For each population, we ranked the SNPs by allele frequency change, and identified the regions and annotated protein coding genes within 100 kb of the top 2.5% of SNPs using bedtools31. Those genes identified in all three populations (though not necessarily by the same SNPs in every population) were considered candidate regions based on strong LD at this genomic scale. Although it is noted that loci correlated with disease resistance could evolve independently in single populations, we restricted our candidate loci to those that evolved in all the three populations. Previous genetic studies have shown that K=2 island-wide (that is, there are two genetic clusters of devils across Tasmania9) and that our three focal sites are all part of the same genetic cluster, so that these three populations may share standing genetic variation for resistance that was present before DFTD. Focusing only on loci showing a signature in all the three populations minimizes issues with false-positive signatures of selection within any single population, and is thus a conservative approach.
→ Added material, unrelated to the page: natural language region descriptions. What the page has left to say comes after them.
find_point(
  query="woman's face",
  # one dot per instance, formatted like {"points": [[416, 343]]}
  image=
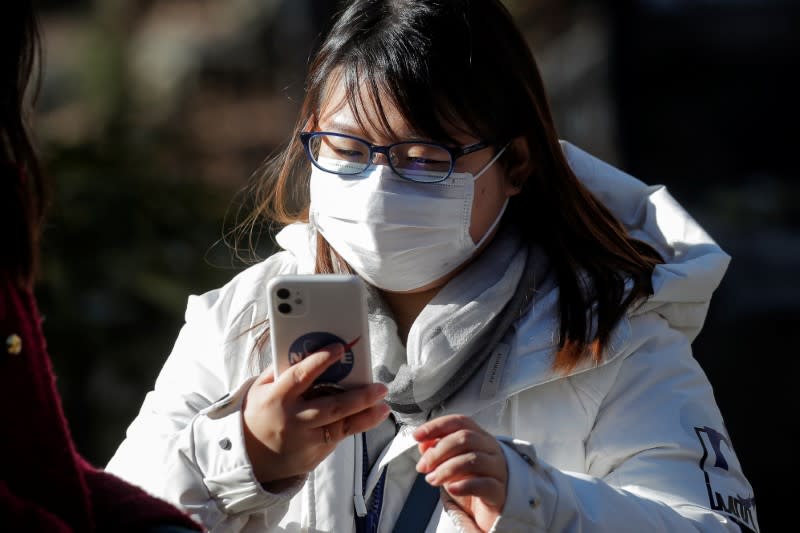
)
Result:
{"points": [[492, 188]]}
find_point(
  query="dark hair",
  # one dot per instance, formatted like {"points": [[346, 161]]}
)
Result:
{"points": [[22, 188], [463, 64]]}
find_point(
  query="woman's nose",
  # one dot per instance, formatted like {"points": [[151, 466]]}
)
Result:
{"points": [[379, 159]]}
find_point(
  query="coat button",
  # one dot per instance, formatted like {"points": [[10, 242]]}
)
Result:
{"points": [[14, 344]]}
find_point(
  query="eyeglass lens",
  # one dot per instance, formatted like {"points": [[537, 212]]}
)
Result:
{"points": [[421, 162]]}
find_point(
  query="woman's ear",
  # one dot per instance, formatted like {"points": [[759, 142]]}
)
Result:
{"points": [[518, 165]]}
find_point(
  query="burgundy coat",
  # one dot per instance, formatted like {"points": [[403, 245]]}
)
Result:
{"points": [[45, 485]]}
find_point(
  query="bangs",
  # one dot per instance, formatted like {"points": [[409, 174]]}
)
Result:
{"points": [[375, 77]]}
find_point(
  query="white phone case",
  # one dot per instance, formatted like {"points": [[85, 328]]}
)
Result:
{"points": [[309, 312]]}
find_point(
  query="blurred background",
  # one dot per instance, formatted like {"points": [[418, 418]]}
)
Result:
{"points": [[154, 115]]}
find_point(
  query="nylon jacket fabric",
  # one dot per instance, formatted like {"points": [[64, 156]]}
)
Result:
{"points": [[633, 444]]}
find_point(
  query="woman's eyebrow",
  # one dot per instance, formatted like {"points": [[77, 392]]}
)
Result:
{"points": [[345, 126]]}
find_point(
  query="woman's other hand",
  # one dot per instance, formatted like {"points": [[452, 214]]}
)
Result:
{"points": [[287, 435], [460, 456]]}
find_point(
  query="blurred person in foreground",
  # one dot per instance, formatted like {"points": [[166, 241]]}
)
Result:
{"points": [[45, 485], [532, 310]]}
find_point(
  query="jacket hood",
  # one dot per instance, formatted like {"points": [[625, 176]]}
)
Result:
{"points": [[693, 263]]}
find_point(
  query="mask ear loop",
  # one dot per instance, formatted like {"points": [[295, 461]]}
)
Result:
{"points": [[491, 162], [505, 204]]}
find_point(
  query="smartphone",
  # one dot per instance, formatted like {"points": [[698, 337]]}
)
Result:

Some populations contained more than one SNP within a single candidate region; the two candidate regions contained nine unique SNPs in the top 2.5% of the distribution in at least one population (Supplementary Table 2). We repeated the analysis using the mean allele frequency change across 200 kb sliding windows (50 kb step) but did not identify any additional candidate regions across the devil genome.
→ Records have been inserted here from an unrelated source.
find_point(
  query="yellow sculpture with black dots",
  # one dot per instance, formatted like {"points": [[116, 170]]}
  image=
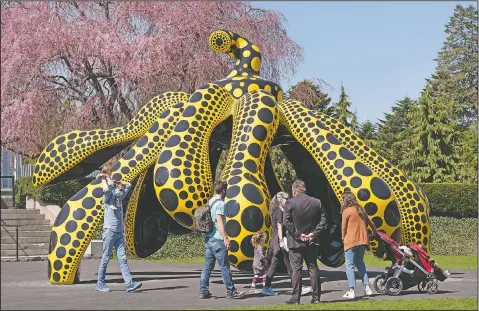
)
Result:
{"points": [[177, 139]]}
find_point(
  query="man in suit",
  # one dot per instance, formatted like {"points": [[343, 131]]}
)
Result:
{"points": [[304, 219]]}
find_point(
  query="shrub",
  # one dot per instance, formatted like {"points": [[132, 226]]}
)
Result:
{"points": [[23, 188], [453, 236], [452, 199]]}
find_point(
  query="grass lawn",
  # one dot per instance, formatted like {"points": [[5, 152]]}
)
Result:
{"points": [[445, 262], [366, 304]]}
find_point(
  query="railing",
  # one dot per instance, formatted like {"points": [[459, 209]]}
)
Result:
{"points": [[4, 224], [13, 187]]}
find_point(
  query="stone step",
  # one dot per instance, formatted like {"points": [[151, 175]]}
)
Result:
{"points": [[19, 211], [27, 234], [24, 240], [25, 222], [24, 252], [25, 247], [6, 192], [29, 228], [22, 216]]}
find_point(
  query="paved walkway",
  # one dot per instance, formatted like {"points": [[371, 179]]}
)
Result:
{"points": [[175, 286]]}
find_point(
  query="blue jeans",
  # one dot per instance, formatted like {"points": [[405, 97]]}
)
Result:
{"points": [[355, 258], [114, 239], [216, 250]]}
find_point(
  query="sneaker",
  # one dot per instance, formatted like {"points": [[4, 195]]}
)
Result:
{"points": [[305, 290], [235, 295], [349, 294], [315, 301], [367, 290], [133, 286], [207, 295], [268, 291], [291, 301], [103, 288]]}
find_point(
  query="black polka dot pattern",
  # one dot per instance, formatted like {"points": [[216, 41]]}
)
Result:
{"points": [[70, 149], [180, 187], [247, 197], [341, 164], [410, 201]]}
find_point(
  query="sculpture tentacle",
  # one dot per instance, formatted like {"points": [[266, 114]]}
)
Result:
{"points": [[247, 197], [341, 167], [146, 222], [81, 216], [183, 177], [412, 202], [78, 153]]}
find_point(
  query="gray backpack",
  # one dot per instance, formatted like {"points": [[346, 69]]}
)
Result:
{"points": [[203, 221]]}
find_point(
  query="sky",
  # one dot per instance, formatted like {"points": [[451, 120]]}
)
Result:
{"points": [[382, 51]]}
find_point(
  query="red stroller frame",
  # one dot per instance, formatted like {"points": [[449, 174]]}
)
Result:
{"points": [[392, 282]]}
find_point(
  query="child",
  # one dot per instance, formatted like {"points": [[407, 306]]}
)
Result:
{"points": [[259, 263], [113, 195]]}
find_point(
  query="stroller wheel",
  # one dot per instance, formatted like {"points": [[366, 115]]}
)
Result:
{"points": [[393, 286], [432, 287], [380, 283], [422, 286]]}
Time series selection estimates

In addition to searching for SNPs with large allele frequency changes after DFTD introduction, we also used the method of Mathieson and McVean20 to estimate the strength of selection on each SNP within each population by testing for changes in allele frequency over time. We applied this method to SNPs genotyped in at least one-third of the target population (Freycinet: 88,676 SNPs; Narawntapu: 83,826; West Pencil Pine: 94,003), assumed a generation time of 2 years, and assumed an effective population size of 34 for Freycinet, 37 for Narawntapu and 26 for West Pencil Pine. For Freycinet and West Pencil Pine, all time points were used, but for Narawntapu, only 2004 and 2009, which bracket the first detection of DFTD, were used. Effective population sizes were estimated using NeEstimator32 (v2.01) with the Jorde and Ryman two-sample temporal method33 to calculate Ne. The 95% confidence limits for Ne obtained by jacknifing over loci were 32.3–35.8 (Freycinet), 35.5–38.9 (Narawntapu) and 23.7–28.2 (West Pencil Pine).
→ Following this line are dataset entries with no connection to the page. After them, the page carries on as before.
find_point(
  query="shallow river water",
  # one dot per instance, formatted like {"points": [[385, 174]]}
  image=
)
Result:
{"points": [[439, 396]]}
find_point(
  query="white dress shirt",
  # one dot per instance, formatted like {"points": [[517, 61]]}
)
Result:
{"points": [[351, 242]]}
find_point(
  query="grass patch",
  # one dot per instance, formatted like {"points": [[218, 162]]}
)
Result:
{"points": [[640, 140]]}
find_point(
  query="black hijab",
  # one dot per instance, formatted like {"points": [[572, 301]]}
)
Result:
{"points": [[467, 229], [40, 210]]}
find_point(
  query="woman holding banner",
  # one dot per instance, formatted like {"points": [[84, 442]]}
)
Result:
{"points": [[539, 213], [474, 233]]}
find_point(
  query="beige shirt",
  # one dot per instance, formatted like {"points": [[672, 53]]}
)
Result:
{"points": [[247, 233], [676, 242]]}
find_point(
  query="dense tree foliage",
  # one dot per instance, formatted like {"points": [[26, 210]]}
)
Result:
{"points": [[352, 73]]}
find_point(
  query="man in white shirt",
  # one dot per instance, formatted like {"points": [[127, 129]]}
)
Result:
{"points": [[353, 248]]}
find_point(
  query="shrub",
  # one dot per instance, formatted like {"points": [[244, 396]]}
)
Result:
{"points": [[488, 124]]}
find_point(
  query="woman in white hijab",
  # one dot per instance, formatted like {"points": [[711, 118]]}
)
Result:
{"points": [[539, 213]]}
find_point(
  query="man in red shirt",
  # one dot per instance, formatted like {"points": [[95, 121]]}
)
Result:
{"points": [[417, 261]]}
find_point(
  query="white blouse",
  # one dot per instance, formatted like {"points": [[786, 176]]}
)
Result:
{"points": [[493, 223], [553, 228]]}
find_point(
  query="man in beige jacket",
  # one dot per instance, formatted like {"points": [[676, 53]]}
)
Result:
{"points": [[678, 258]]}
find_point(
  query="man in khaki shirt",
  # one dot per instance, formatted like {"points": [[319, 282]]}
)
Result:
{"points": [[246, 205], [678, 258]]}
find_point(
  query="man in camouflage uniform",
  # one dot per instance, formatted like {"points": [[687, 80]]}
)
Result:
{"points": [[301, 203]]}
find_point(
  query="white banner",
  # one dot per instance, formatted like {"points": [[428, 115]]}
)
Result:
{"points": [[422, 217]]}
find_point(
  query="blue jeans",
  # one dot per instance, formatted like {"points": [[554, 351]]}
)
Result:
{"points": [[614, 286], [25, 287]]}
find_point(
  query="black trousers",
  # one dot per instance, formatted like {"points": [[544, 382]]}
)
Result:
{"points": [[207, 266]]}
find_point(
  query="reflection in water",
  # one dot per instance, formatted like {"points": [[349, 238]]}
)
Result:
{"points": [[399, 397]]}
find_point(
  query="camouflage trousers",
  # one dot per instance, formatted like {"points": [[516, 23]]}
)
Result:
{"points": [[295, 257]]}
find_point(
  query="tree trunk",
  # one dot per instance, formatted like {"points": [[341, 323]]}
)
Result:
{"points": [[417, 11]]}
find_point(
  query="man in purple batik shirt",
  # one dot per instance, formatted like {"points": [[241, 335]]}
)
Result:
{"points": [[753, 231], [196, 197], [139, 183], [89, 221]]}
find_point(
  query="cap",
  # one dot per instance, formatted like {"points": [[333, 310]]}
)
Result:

Linkage disequilibrium decay

To determine the rate of LD decay in the Tasmanian devil genome, we calculated the correlation between genotypes at pairs of sites using Plink30. This method produces results similar to the standard R2 measure of linkage disequilibrium, but does not require phased data. Only SNPs with MAF>0.05 in the target population were used. In every population, mean linkage disequilibrium persisted substantially above the background level to at least 100 kb (Supplementary Fig. 1).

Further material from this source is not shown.